Lienz – Die letzten Vorbereitungen hoch über Lienz, in über 2000 Metern Seehöhe, laufen auf Hochtouren. Das Werk von vielen engagierten Helfern und Spendern, die sich gemeinsam für das Projekt starkgemacht haben, ist fast vollendet. Die Zeit, an erforderlichen Feinheiten zu feilen, drängt. Am Samstag, 25. Juni, wird der Turm mit der Friedensglocke gesegnet.

Die Idee, einen spirituellen Ort der Begegnung zu schaffen, wurde 2005 bei einem Gedenken 60 Jahre nach der Tragödie an der Drau am Kosakenfriedhof geboren, erzählt Projektinitiatorin Elisabeth Ziegler-Duregger im Gespräch mit der TT. Die frühere Büchereileiterin setzt sich seit Langem für eine Aktion der UNO, die United Religions Initiative, ein, die den interreligiösen Dialog fördert. Bis ihr Herzensprojekt endlich auf Schiene war, sollte es dauern. Aber jetzt ist es in der Zielgeraden.

Die Glocke wurde im Innsbrucker Traditionsunternehmen Grassmayr gegossen, als Sinnbild von Frieden, Freundschaft und religiöser Toleranz. Das Relief zeigt die Kontinente sowie Symbole von zwölf Weltreligionen. Zu sehen war der 70 Kilo schwere Friedensbotschafter in Lienz bereits in einer Bankfiliale und im Wohn- und Pflegeheim.

Wenn am Samstag um 14 Uhr die Segnung durch Dekan Bernhard Kranebitter und Pfarrer Hans Hecht erfolgt, werden Angehörige verschiedener Religionen den Wunsch „Möge Friede und Freundschaft sein auf Erden!“ in zwölf Sprachen in alle Welt schicken. Gleichzeitig läuten die Glocken der Stadtpfarrkirche und der Pfarre Hl. Familie – quasi als Gruß aus dem Tal.

Das Fundament des Glockenturms neben der Hochsteinhütte werden bald Steine aus 93 Staaten schmücken, die weitgereiste Osttiroler und Kulturbotschafter aus anderen Ländern mitbrachten.

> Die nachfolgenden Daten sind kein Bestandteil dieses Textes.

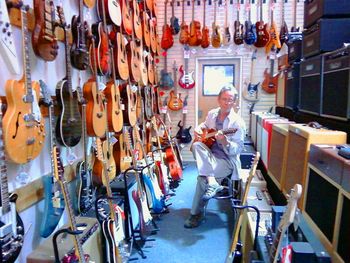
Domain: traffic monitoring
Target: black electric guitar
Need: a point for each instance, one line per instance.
(11, 225)
(68, 127)
(183, 135)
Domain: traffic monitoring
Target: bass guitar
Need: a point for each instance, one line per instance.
(11, 225)
(186, 80)
(23, 125)
(54, 202)
(44, 41)
(167, 38)
(69, 123)
(183, 134)
(79, 54)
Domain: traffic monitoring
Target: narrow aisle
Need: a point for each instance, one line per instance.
(207, 243)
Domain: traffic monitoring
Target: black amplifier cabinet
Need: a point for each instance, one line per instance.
(326, 35)
(294, 46)
(311, 86)
(336, 84)
(315, 9)
(292, 96)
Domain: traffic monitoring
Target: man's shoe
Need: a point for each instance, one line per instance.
(194, 221)
(212, 190)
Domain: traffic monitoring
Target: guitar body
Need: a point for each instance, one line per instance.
(52, 215)
(10, 246)
(114, 112)
(195, 38)
(18, 131)
(79, 55)
(205, 37)
(186, 81)
(126, 17)
(167, 38)
(270, 82)
(175, 103)
(43, 38)
(250, 33)
(183, 134)
(184, 34)
(238, 34)
(69, 123)
(262, 34)
(102, 49)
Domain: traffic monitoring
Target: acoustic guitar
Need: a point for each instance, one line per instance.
(23, 125)
(184, 30)
(44, 41)
(205, 30)
(195, 37)
(216, 36)
(167, 37)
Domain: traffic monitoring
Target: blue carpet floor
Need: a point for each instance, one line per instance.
(208, 243)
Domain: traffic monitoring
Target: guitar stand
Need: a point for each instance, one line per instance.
(61, 231)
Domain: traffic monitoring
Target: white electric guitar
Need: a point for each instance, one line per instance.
(7, 46)
(287, 219)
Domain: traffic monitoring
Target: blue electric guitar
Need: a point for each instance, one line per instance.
(54, 201)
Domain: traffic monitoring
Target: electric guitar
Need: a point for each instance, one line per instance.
(44, 41)
(234, 254)
(23, 125)
(287, 219)
(7, 45)
(183, 134)
(250, 92)
(54, 202)
(11, 225)
(68, 126)
(186, 80)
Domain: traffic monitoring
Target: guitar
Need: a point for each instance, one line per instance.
(274, 35)
(270, 79)
(7, 45)
(175, 103)
(238, 35)
(286, 220)
(54, 202)
(167, 37)
(11, 225)
(95, 111)
(166, 82)
(174, 21)
(250, 92)
(205, 30)
(183, 134)
(216, 37)
(195, 37)
(184, 30)
(24, 131)
(234, 254)
(79, 54)
(68, 126)
(227, 34)
(250, 30)
(186, 80)
(208, 135)
(44, 41)
(262, 34)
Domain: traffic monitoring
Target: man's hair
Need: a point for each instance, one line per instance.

Einige Exponate kamen auch per Postweg nach Osttirol. „Ich sammle die Steine seit elf Jahren“, erzählt Ziegler-Duregger. „Einige stammen von besonderen heiligen Orten wie dem See Genezareth, Mekka oder Lhasa.“ Sie am Turm zu fixieren, gehe sich bis zur Glockensegnung vermutlich nicht mehr aus, schätzt Ziegler-Duregger. Falls es zeitlich zu knapp wird, werden die mit Metallschildchen signierten Steine auf einem Teppich aufgelegt. Jeder, der möchte, kann die Sammlung gerne aufstocken.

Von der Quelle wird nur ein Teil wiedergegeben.